Kids, in my experience, don't need us to know everything. They don't need us to always know.— Stephen Butler, child clinical psychologist
"It's kind of having this openness and this curiosity about the child's world— how they're thinking, what they're experiencing, what's important to them. I don't mean to sound over-simplistic but the best thing, I think, is you build that in every day," he said.
"It may sound simple, but I think that's the start of it all."
Jones said signs of distress, or what's called vicarious trauma, can differ depending on the age of the child. Younger kids, she said, might display regressions or have more tantrums while an older child or teen might be socially withdrawn or have trouble sleeping.
She advises parents to keep an eye out for what change looks like in their specific child.
"So [a] significant change for the worse will give you a better indication of how your child is coping. And if you see big changes, it's good to check in with them and if you're really concerned, consult your medical provider."

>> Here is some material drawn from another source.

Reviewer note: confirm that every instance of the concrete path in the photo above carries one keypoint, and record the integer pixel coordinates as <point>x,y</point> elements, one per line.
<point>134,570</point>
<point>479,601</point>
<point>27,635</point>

Social media can play a role in enhancing exposure to trauma, she said, so parents and caregivers should limit exposure in general but especially during an unfolding crisis.
"Now more than ever, we're seeing a generation of young people that are so deeply connected to the world — and I think there's a lot of good in that. But that also comes with a risk of them being inundated with stories like this," she said.
"I think it's good for children to be aware of what's happening in Ukraine but it's also good for parents and caregivers to be a little more tuned in to what their children are listening to and watching, and offering a little more supervision where possible."
Jones said the fundraising efforts taking place in schools and in communities across the country give kids a way to take positive action rather than feeling overwhelmed.
"It's wonderful to engage children in part of the solution to this, even if it's in a very small way," she said.
"These are all great ways for kids to feel less helpless and powerless in this situation which can help their overall coping and mental health in this context."